Electrochemical reduction of carbon dioxide on nanostructured catalysts
Abstract
There is great interest in the conversion of carbon dioxide (CO2) to useful chemicals and fuels toward addressing the increasingly serious impacts of global climate change. The electrochemical reduction of CO2 has garnered keen and broad interest due to the development of efficient electrocatalysts. In this thesis I initially demonstrated a facile approach for the synthesis of a novel nanostructured thin film comprised of Cu nanoparticles (NPs) and reduced graphene oxide (rGO) on a glassy carbon electrode (GCE), via the direct electrochemical reduction of a mixture of copper and graphene oxide (GO) precursors.

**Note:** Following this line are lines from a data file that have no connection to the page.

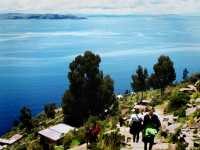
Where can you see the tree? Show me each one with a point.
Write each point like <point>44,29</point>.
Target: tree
<point>49,110</point>
<point>185,74</point>
<point>164,73</point>
<point>197,84</point>
<point>89,93</point>
<point>26,118</point>
<point>140,80</point>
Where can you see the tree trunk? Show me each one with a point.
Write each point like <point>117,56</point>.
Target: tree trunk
<point>142,95</point>
<point>162,91</point>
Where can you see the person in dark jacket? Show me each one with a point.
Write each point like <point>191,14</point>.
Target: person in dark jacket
<point>151,125</point>
<point>136,125</point>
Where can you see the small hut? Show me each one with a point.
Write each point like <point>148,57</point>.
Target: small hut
<point>54,134</point>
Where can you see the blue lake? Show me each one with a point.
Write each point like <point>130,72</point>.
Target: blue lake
<point>35,54</point>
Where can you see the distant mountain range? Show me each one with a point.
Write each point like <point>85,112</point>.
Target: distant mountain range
<point>15,16</point>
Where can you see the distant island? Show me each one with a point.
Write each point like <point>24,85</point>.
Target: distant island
<point>15,16</point>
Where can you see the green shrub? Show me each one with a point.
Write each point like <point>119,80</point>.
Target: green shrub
<point>68,140</point>
<point>110,141</point>
<point>21,147</point>
<point>198,85</point>
<point>180,112</point>
<point>195,95</point>
<point>178,100</point>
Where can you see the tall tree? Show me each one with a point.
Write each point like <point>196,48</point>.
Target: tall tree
<point>164,73</point>
<point>140,80</point>
<point>26,118</point>
<point>185,74</point>
<point>90,92</point>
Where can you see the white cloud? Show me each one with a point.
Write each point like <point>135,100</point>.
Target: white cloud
<point>103,6</point>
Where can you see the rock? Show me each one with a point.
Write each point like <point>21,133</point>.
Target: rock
<point>197,100</point>
<point>172,128</point>
<point>190,110</point>
<point>161,146</point>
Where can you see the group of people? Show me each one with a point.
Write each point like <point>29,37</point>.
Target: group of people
<point>148,123</point>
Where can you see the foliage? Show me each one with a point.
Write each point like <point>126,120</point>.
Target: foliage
<point>178,100</point>
<point>180,112</point>
<point>164,73</point>
<point>110,141</point>
<point>59,147</point>
<point>185,74</point>
<point>90,92</point>
<point>198,85</point>
<point>195,95</point>
<point>68,140</point>
<point>26,118</point>
<point>74,138</point>
<point>21,147</point>
<point>194,78</point>
<point>140,82</point>
<point>49,110</point>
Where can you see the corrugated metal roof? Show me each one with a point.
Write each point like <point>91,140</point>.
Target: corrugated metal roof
<point>56,132</point>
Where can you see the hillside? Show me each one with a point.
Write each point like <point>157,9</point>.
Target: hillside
<point>15,16</point>
<point>182,119</point>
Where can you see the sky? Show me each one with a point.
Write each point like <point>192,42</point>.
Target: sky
<point>103,6</point>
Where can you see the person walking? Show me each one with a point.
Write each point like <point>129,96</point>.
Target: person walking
<point>136,126</point>
<point>151,125</point>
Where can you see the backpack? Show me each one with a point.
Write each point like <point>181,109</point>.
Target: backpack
<point>136,124</point>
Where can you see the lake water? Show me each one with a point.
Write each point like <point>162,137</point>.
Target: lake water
<point>35,54</point>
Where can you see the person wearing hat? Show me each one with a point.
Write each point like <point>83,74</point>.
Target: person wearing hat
<point>136,125</point>
<point>151,125</point>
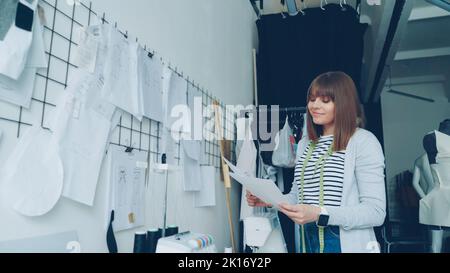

The effects of an applied potential on the electrochemical reduction of CO2 was investigated using linear sweep voltammetric (LSV) and chronoamperometric (CA) techniques. Carbon monoxide (CO) and formate were found as the primary products based on gas chromatograph (GC) and high performance liquid chromatography (HPLC) analysis. The electrochemical reduction of CO2 at the Cu/rGO thin film was further studied using in situ electrochemical ATR-FTIR spectroscopy to identify the liquid products that were generated at different applied cathodic potentials. Our experimental measurements revealed that the nanostructured Cu/rGO thin film exhibited excellent stability and superb catalytic activity for the electrochemical reduction of CO2 in an aqueous solution, with a high current efficiency of 69.4% at -0.6 V vs. RHE.